Boost Retention and Engagement
According to a PEW poll, a majority of workers (63%) quit their jobs in 2021 because of low pay or a lack of opportunities to advance their careers. Many learning platforms will cite this statistic to show how employees value learning. But the statistic isn’t about learning — it’s about career growth. What builds career growth? Acquiring new skills. So not only do you save money and develop new skills-building academies, but you boost retention as well.
Provide Dexterity for Future Skilling
Filling your current skills gaps is critical, but those skills gaps will change over time. “In many ways, technology and AI are moving faster than real life,” explains Andy Bird, the CEO of Pearson. “We’re struggling to catch up, and the impact that that has on us both as individuals and as companies is the need to continually re-skill and upskill.”

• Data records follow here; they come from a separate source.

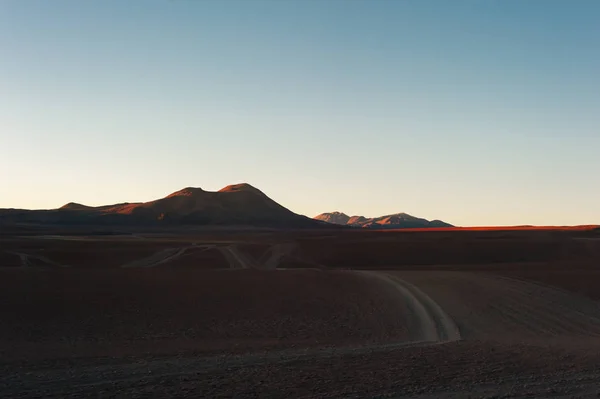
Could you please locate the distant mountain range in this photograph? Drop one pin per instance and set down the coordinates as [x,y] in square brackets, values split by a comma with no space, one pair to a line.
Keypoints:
[395,221]
[239,204]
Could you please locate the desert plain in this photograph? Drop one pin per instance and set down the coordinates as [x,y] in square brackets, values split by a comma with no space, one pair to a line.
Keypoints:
[300,313]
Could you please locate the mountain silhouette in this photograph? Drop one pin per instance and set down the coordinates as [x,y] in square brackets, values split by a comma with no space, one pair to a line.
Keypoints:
[239,204]
[395,221]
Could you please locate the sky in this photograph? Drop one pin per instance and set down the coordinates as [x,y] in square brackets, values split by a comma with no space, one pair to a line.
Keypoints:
[476,112]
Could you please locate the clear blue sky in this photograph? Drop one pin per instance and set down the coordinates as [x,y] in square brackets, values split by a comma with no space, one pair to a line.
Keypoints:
[477,112]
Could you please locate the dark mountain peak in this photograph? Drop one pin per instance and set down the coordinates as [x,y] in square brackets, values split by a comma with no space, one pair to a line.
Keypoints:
[187,192]
[241,187]
[74,206]
[396,220]
[335,217]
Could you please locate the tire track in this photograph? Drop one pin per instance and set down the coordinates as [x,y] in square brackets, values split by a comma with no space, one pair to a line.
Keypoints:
[433,324]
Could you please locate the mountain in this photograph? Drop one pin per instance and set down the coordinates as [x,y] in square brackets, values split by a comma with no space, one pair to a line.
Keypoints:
[395,221]
[334,218]
[239,204]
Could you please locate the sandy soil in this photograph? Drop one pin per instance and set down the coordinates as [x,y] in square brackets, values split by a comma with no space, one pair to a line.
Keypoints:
[453,314]
[80,313]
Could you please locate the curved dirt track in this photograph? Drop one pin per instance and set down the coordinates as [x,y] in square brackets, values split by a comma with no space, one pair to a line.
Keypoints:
[489,307]
[512,338]
[427,321]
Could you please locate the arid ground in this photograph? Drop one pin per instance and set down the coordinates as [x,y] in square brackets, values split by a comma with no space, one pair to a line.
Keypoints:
[310,314]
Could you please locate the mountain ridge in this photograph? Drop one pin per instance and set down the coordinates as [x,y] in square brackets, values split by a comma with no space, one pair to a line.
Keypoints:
[236,204]
[392,221]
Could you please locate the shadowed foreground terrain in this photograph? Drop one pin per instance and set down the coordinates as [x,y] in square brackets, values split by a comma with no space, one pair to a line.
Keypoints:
[301,314]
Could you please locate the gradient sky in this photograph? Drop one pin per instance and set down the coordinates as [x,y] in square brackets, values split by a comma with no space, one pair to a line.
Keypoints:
[477,112]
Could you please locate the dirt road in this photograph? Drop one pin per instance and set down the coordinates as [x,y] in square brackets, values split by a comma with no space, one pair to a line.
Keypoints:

The future, as Bird describes it, is unknowable. You don’t know which skills you’ll need in ten years, but you do know that you’ll be constantly upskilling and reskilling. Academies can help you recognize new skill gaps and address them as they arise. Once you’ve built an academy or two, you design an academy framework that works well for your company so you can add new ones as needs arise.
What are some basic tips to start building your own internal academies?
The obvious question is how can under-resourced L&D leaders put together the kind of flexible, talent-building academies the workforce needs? It’s not as daunting as it might seem. A mix of resources smartly deployed can make it work. Here are a few steps to get you started:
Step No. 1: Address challenges with the appropriate solution. Ask yourself if the problem requires learning, training, or skill development. Then use the right tools to accomplish those critical learning needs. There are three broad areas of skill building:
- Training to teach specific skills and processes.
- Learning that is more focused on enrichment and curiosity.
- Development that prepares employees to advance the organization.
This framework can help you differentiate some of the different needs you might have and clarify how to move forward.
Step No. 2: Provide time for upskilling. Providing time is pretty simple. Just 34% of employees are willing to upskill in their own time, while 71% will jump at the chance for paid upskilling and 64% will upskill on company time.
Step No. 3: Encourage learning in cohorts. More than 90% of employees and HR pros surveyed by Randstad said that skilling initiatives would be more effective with guidance and support. Company-led cohorts provide support and accountability and facilitate cross-training.
Step No. 4: Get the rest of the business involved. It’s important to make a business case for the talent academy. When the entire business sees the need for talent-building to enable you to compete and win the marketplace, the whole organization is energized and supports it.
To learn more tips, download a free copy of A Practitioner’s Guide: Building a Modern Academy.
A Modern Path Forward To Deep Upskilling & Business Alignment
With skills changing so quickly, companies must get this critical moment right — and fast. You can’t waste your time trying to solve the most unprecedented skill gaps with whatever learning tool you’ve used for the past ten years. You need a solution that delivers, and Academies not only deliver upskilling but they’re affordable and align upskilling with your business needs.
It doesn’t matter how you get it done. You can build your own academy with a paperclip, duct tape, and shoestring or you purchase a fancy academy platform — just build it.